# The Derivative

In order to understand the response of the basic R, L, and C elements to a sinusoidal signal, you need to examine the concept of the derivative in some detail. It will not be necessary that you become proficient in the mathematical technique, but simply that you understand the impact of a relationship defined by a derivative.
The derivative dx/dt is defined as the rate of change of x with respect to time. If x fails to change at a particular instant, dx = 0, and the derivative is zero.
For the sinusoidal waveform, $dx/dt$ is zero only at the positive and negative peaks ($wt = \pi/2 \text{and} wt =3\pi/2$ in Fig. 1), since $x$ fails to change at these instants of time.

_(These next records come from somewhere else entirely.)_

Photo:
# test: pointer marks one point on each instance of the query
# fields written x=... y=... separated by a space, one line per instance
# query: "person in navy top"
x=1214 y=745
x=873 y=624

The derivative $dx/dt$ is actually the slope of the graph at any instant of time. Fig. 1: Defining those points in a sinusoidal waveform that have maximum and minimum derivatives. Fig. 2: Derivative of the sine wave of Fig. 1.
A close examination of the sinusoidal waveform will also indicate that the greatest change in $x$ will occur at the instants $wt = 0, \pi, \text{ and } 2\pi$. The derivative is therefore a maximum at these points. At 0 and $2\pi$, x increases at its greatest rate, and the derivative is given a positive sign since $x$ increases with time. At $\pi$, $dx/dt$ decreases at the same rate as it increases at $0$ and $2\pi$, but the derivative is given a negative sign since $x$ decreases with time. Since the rate of change at 0, $\pi$, and $2\pi$ is the same, the magnitude of the derivative at these points is the same also. For various values of $wt$ between these maxima and minima, the derivative will exist and will have values from the minimum to the maximum inclusive. A plot of the derivative in Fig. 2 shows that the derivative of a sine wave is a cosine wave. The peak value of the cosine wave is directly related to the frequency of the original waveform. The higher the frequency, the steeper the slope at the horizontal axis and the greater the value of $dx/dt$, as shown in Fig. 3 for two different frequencies. Fig. 3: Effect of frequency on the peak value of the derivative
Note in Fig. 3 that even though both waveforms (x1 and x2) have the same peak value, the sinusoidal function with the higher frequency produces the larger peak value for the derivative. In addition, note that
the derivative of a sine wave has the same period and frequency as the original sinusoidal waveform.
For the sinusoidal voltage $$e(t) = E_m \sin(wt+\theta)$$ the derivative can be found directly by differentiation (calculus) to produce the following: $$\begin{split} d \over dt {e(t)} &= w E_m \cos(wt+\theta) \\ &=2\pi f E_m \cos(wt+\theta) \end{split}$$ The mechanics of the differentiation process will not be discussed or investigated here; nor will they be required to continue with the text. Note, however, that the peak value of the derivative, $2pfE_m$, is a function of the frequency of $e(t)$, and the derivative of a sine wave is a cosine wave.